Mosque In Ganderbal Sealed Off After Group Clashes, One Killed

Mosque In Ganderbal Sealed Off After Group Clashes, One Killed

12 August 2012
Mail Today
Naseer Ganai

Srinagar: In a rare instance, a mosque in North Kashmir district of Ganderbal has been sealed off by the state administration following a group clash in the area last week which led to the murder of 20-year-old youth Shabir Ahmad Bhat. 'We have apprehensions that something serious can happen after the recent murder. We have sealed off the mosque for the time being,' said a police official. On August 6, Bhat was killed and another person injured when an argument between two groups in the mosque at Sendbal village turned violent. The police have arrested local Sarpanch Muhammad Subhan Wani, who belongs to the National Conference, on charges of murder. 'I along with my son Shabir went to the mosque to offer prayers. There are two groups in the village. We would pray separately. When we went to pray in the mosque, a group led by the sarpanch hit my son on his head.
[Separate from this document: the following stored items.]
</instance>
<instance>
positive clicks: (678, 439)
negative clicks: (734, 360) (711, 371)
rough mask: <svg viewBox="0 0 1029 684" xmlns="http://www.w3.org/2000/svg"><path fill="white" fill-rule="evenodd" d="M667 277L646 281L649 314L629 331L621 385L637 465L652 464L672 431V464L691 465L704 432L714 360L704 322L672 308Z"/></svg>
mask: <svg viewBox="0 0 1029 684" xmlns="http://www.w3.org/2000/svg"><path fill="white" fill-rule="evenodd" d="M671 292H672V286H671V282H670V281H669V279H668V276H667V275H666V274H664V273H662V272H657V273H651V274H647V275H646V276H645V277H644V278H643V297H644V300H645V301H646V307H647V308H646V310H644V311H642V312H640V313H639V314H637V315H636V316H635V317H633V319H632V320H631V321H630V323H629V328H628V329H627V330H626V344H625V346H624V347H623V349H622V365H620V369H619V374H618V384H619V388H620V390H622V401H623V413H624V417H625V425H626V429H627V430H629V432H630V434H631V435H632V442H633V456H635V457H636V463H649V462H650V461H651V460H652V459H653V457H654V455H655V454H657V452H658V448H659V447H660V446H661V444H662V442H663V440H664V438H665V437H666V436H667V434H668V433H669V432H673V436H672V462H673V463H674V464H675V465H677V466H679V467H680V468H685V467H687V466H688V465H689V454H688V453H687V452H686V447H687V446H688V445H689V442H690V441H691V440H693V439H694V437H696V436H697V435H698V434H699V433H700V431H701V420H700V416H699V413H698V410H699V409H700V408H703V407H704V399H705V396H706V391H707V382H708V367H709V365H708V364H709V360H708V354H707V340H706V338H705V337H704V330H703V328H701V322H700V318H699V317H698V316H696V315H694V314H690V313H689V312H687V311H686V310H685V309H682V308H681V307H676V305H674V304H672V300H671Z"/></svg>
He succumbed in hospital,' said Ghulam Nabi Bhat, 42. He said the sarpanch did not allow his son to enter the mosque and when Shabir argued, the sarpanch and his men attacked him. The police said the fight started over a loudspeaker of the mosque. The slain youth was against using of loudspeaker which led to the fight. Ghulam Nabi Bhat rejects the 'loudspeaker theory.' 'My son was running a seminary along with other boys of the village and he was associated with Jamaat-e-Islami. The sarpanch did not approve of it and would often threaten us. The tension was simmering for long,' he said. One of largest religious organisations, Jamaat-e-Islami, has already condemned the killing. It accused the ruling National Conference of encouraging the sarpanch to attack the youth. The hardline separatist leader Syed Ali Shah Geelani has accused the ruling NC of patronising such elements. 'The NC has history of attacking Jamaat-e-Islami cadres,' said Geelani. The NC, however, described the allegations as mere speculations. The police said the murder should be looked into larger context of the changing situation in Kashmir with both Sufis and Wahabis trying to assert their ideologies. 'In 23 years of militancy changes took place on the ground. Now when the militancy is waning in the state, different forces try to assert themselves,' said a police official. He said it was more of a social issue rather than a political issue. 'In recent past this is first such murder over a religious issue in the Valley, it deserves a greater study to understand how society has changed over the years,' the official said.